A Delaware bankruptcy judge on Wednesday approved specialty home decor retailer Z Gallerie LLC’s disclosure statement to be sent to creditors for voting on its Chapter 11 plan after revisions assuaged concerns from the Office of the U.S. Trustee.
During a hearing in Wilmington, U.S. Bankruptcy Judge Laurie Selber Silverstein said she would sign off on the disclosure once final revisions are added as she deemed it complete enough to send to creditors to solicit their votes on a two-track plan that would either divvy proceeds from a sale of assets or debt-for-equity swap.
Z Gallerie’s attorney Joshua M. Altman of Kirkland & Ellis LLP told the judge a revised disclosure statement was submitted with the court Tuesday, the day after the federal bankruptcy watchdog told the court that the document was lacking in key details.
In an objection filed Monday, U.S. trustee representative Jaclyn Weissgerber said Z Gallerie’s plan disclosure statement did not meet the standards of the bankruptcy code that require adequate information about a Chapter 11 plan to be provided to creditors when soliciting their votes.
“It does not contain a liquidation analysis, demonstrate the plan’s feasibility, or include projected recoveries for voting creditors,” the objection said. Section 1125 of the U.S. Bankruptcy Code describes the adequacy of disclosure statements and requires a debtor to inform creditors about what their recoveries would be in a liquidation and a reorganization, among other things.
Z Gallerie came to court in March with a prepackaged Chapter 11 plan to pursue either an all-asset sale of its 76-store retail chain or a debt-for-equity swap with a secured creditor. Closings are ongoing at 17 of the stores, according to the disclosure statement. Z Gallerie attorney Justin R. Bernbrock of Kirkland & Ellis LLP told the judge that multiple prospective buyers have expressed interest in Z Gallerie's assets and the company is working with those parties in the hopes of preparing bids by a May 16 deadline.
If a qualified bid is submitted, Z Gallerie said it may seek to assign a stalking horse and bid protections in advance of an auction. Z Gallerie plans to hold a confirmation hearing in June, according to the disclosure statement.

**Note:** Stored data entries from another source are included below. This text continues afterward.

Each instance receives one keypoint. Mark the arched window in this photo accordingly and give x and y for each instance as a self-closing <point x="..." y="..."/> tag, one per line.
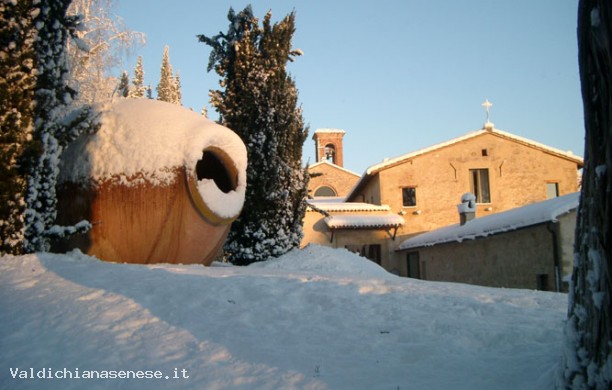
<point x="330" y="153"/>
<point x="325" y="191"/>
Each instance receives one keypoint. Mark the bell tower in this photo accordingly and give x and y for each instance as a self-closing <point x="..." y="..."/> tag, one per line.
<point x="328" y="145"/>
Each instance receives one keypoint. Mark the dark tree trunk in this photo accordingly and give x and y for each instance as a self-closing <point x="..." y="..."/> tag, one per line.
<point x="587" y="356"/>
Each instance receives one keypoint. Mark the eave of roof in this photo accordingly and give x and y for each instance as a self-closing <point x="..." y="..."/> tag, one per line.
<point x="332" y="165"/>
<point x="364" y="221"/>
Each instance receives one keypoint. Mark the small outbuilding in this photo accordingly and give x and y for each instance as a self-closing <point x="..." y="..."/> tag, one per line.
<point x="526" y="247"/>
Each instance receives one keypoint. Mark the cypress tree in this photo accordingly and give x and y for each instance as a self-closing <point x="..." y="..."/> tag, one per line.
<point x="138" y="90"/>
<point x="178" y="95"/>
<point x="166" y="89"/>
<point x="124" y="85"/>
<point x="260" y="103"/>
<point x="17" y="80"/>
<point x="55" y="125"/>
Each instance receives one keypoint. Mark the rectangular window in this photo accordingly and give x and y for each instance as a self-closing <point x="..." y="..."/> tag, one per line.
<point x="374" y="253"/>
<point x="552" y="190"/>
<point x="542" y="282"/>
<point x="479" y="185"/>
<point x="408" y="196"/>
<point x="412" y="259"/>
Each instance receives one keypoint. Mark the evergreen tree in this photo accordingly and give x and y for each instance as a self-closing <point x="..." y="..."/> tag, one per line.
<point x="166" y="89"/>
<point x="124" y="85"/>
<point x="17" y="80"/>
<point x="102" y="42"/>
<point x="260" y="103"/>
<point x="588" y="330"/>
<point x="138" y="90"/>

The company came into Chapter 11 with $138 million in debt in the form of $19 million of senior secured revolving loans, $91 million in senior secured term loans, $10 million in senior unsecured notes and $17 million in senior unsecured refinancing notes.
According to the disclosure statement, secured claims are projected to be recovered at 100 percent except for secured term loan claims, which could see a recovery of up to only 10 percent. General unsecured claims are not expected to see any recovery unless there are funds left after other creditor classes are paid, the disclosure statement said.
The revised disclosure also included a liquidation analysis that determined creditor classes will get recoveries that are not less than what they would have in a Chapter 7 liquidation and certain financial projections including anticipated company earnings and expenses.
Z Galleries’ interim President and CEO Mark Weinsten said in a first-day declaration that a series of decisions made by the company did not pan out in the wake of a 2014 transaction that saw the three siblings who founded the company sell off a 70% stake in Z Gallerie to affiliates of Brentwood Associates.
Since that deal, the retailer has opened more stores, opened a new distribution center in Atlanta and failed to adequately develop its e-commerce platforms, according to the declaration. The results of these actions did not meet the company's expectations, as the stores did not perform as anticipated, the distribution center disrupted logistics and added costs, and the lackluster web sales platform limited e-commerce growth, Weinsten said.
The missteps combined with larger industry trends affecting the retail sector — especially brick-and-mortar retailers — have left Z Gallerie with less than $2 million in cash, despite recent efforts to address the problems.
Z Gallerie was formed in 1979 by Joe, Carole and Mike Zeiden when they started a poster-selling and framing business out of their parents' garage in Sherman Oaks, California. The brand expanded to home furnishings and decor, eventually growing to 76 stores in 28 states.
The debtor is represented by Domenic E. Pacitti and Michael W. Yurkewicz of Klehr Harrison Harvey Branzburg LLP and Joshua A. Sussberg, Joshua M. Altman and Justin R. Bernbrock of Kirkland & Ellis LLP.
The U.S. trustee is represented by Jaclyn Weissgerber.
The case is In re: Z Gallerie LLC et al., case number 1:19-bk-10488, in the U.S. Bankruptcy Court for the District of Delaware.